MIMS FAMILY STORIES
Sidney Wells Mims Sr. & Cornelia Bishop
The Family story of the History of the Mims in Dorchester County, SC
According to oral history of this branch of the Mims family, the family has been in Dorchester County, SC at least since the mid-1700's. They, like many early settlers (and others of our relatives), landed in Virginia. From there they moved to North Carolina. Family tradition has it that our branch of Mims came from England where there the family castle is located. Two of the Mims brothers came from England. Their reason(s) for leaving England may have political and/or economic. One story is that our ancestor was among those targeted politically by the powers-that-be for being on the wrong side of issues, so he left for the colonies. As the family tradition has it, one of the two brothers stayed in Virginia and the other migrated to South Carolina. That Mims brother had three (3) sons. One settled in Edgefield County, SC and another settled in the LowCountry (Dorchester County). The third may have settled in Edgefield or Dorchester Counties.
Sidney Wells Mims Sr. had many old documents (titles, land grants, etc.) that he kept in their house in the Bend of Four Hole Swamp, Dorchester. Among those documents was a land grant that was signed by the King George III of England giving title to a part of the land in what is now Dorchester, Colleton and Berkeley Counties in the LowCountry of South Carolina to Thomas Harry Mims.

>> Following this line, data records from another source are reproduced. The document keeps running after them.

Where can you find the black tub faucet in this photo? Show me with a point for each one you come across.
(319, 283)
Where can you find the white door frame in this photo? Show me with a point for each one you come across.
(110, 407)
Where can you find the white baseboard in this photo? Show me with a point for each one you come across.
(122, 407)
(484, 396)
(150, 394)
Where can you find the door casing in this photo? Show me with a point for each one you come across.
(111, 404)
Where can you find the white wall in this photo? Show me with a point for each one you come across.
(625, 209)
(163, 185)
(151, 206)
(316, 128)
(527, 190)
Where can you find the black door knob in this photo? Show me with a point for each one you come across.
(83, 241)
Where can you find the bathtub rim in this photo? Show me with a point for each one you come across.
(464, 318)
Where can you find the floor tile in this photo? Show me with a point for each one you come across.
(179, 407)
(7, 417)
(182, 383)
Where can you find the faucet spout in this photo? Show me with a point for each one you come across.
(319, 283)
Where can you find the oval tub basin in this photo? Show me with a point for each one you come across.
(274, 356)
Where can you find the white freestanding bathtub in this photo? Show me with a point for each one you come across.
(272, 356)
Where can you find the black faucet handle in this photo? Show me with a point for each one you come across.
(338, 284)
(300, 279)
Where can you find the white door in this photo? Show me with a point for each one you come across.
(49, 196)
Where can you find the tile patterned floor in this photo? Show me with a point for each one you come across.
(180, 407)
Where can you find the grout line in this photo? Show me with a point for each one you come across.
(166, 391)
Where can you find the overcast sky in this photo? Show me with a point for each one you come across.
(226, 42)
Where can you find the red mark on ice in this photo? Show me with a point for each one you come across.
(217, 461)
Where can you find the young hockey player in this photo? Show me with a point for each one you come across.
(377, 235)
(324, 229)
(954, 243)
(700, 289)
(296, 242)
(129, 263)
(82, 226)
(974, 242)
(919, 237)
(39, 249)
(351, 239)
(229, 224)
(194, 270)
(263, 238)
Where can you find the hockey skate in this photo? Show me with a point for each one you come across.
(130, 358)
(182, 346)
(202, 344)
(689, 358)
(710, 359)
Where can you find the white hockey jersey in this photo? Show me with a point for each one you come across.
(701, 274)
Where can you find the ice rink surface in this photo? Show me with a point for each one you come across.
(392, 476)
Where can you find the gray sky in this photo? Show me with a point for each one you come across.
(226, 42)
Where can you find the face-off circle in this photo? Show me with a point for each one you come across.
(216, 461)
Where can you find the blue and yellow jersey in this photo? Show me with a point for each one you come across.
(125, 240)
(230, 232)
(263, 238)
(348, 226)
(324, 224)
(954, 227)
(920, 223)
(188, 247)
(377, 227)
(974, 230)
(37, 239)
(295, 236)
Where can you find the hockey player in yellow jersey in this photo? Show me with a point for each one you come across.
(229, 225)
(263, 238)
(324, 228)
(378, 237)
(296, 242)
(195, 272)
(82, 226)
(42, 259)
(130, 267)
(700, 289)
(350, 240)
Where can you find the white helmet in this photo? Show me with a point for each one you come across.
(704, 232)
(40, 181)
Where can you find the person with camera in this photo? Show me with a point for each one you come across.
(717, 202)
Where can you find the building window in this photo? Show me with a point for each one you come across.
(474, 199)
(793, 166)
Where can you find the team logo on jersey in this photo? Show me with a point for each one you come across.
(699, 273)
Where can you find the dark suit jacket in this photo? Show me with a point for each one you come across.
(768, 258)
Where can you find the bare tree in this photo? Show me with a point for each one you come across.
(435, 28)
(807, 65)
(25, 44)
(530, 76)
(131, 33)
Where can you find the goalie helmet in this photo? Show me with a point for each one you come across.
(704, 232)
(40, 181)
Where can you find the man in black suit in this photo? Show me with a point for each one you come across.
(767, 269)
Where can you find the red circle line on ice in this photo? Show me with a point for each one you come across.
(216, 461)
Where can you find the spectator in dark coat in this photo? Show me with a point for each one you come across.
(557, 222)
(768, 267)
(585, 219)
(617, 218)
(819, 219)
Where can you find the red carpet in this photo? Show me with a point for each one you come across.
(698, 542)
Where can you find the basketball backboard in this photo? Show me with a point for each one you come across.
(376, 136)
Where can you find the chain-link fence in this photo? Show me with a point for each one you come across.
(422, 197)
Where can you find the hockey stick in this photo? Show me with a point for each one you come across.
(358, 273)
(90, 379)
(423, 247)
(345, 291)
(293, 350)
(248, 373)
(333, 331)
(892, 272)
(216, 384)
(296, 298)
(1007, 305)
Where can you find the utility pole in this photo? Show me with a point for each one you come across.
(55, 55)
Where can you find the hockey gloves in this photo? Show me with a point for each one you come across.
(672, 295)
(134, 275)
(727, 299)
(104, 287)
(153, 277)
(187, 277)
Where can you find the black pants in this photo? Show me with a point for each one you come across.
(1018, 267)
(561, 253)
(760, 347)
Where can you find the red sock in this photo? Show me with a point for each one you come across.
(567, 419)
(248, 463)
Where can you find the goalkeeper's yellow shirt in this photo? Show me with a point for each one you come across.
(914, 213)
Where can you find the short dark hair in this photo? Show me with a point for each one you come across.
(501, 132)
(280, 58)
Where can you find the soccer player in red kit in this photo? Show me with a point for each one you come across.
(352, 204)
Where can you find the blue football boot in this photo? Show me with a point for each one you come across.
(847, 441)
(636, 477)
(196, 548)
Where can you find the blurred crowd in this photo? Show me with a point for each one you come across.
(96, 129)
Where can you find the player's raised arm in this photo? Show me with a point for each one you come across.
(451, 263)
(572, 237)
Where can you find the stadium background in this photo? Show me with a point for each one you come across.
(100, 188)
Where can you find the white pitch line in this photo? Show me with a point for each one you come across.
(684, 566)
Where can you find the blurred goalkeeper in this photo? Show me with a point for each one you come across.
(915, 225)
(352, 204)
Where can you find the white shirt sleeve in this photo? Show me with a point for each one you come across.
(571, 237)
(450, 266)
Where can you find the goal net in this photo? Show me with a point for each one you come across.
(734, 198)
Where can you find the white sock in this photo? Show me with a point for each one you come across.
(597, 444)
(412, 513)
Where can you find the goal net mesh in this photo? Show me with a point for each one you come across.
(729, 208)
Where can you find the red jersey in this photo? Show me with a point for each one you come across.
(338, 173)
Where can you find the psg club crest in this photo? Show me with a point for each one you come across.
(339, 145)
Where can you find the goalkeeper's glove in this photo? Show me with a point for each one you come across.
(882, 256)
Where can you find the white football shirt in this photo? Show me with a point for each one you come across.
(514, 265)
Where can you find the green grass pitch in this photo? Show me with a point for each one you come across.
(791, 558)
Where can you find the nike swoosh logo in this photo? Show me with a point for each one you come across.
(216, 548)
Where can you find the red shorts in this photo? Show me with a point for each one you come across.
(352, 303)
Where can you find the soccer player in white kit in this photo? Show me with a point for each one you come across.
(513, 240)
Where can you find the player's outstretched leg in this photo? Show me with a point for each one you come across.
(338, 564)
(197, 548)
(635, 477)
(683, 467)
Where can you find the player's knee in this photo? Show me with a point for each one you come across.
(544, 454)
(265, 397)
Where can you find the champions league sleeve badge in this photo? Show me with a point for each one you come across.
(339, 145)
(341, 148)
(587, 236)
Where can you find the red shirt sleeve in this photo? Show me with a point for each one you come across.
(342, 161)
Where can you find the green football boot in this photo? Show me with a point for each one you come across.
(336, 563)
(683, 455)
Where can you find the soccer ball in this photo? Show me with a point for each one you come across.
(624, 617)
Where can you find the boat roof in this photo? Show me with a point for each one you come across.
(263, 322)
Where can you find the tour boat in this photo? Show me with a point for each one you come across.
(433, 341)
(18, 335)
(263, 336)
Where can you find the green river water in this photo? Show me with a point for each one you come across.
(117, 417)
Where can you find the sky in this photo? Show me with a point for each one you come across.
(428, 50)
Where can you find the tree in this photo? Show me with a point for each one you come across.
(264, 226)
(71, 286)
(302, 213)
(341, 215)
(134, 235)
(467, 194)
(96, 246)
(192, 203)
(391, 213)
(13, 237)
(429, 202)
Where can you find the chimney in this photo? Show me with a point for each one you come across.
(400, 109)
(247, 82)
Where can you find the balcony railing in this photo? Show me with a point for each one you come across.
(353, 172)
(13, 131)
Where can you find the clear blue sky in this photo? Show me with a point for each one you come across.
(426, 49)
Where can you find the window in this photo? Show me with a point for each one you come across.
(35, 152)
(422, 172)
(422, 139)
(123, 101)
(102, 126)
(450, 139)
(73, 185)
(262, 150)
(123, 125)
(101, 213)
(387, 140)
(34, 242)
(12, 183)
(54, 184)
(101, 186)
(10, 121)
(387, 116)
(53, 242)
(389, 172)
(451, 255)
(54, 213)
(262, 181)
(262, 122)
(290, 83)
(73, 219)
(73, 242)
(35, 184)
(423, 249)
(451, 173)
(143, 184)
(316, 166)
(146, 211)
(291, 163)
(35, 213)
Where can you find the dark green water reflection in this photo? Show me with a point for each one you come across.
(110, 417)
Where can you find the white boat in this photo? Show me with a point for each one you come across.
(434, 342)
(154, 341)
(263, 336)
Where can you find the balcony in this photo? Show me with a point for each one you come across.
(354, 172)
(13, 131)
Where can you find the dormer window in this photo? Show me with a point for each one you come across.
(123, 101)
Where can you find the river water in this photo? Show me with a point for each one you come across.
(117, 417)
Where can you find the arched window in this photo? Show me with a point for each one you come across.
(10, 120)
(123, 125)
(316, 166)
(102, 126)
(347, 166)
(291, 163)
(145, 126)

There has been a Thomas Harry Mims in about every generation of the LowCountry Mims family since that Thomas Harry Mims was given a grant for a large parcel of land in the 1700's. Needless to say, most of that land had been sold (or whatever) before the present generations were born. My mother often talked of the old deeds and titles that her mother kept in a large tin bread box for safekeeping. Some of those documents were lost over time. The grant that was signed by the King George III of England fell apart from old age when a relative tried to show it to another person several decades ago (some time in the 1960's?). At that time, no-one locally knew anything about preserving old documents, and there certainly weren't any acid-free methods to preserve old papers at the time. The idea of turning them over to museums was mentioned over the years, but nothing was ever done. As we sort through old family papers, etc. we still find ourselves wondering if we'll find one of those old documents.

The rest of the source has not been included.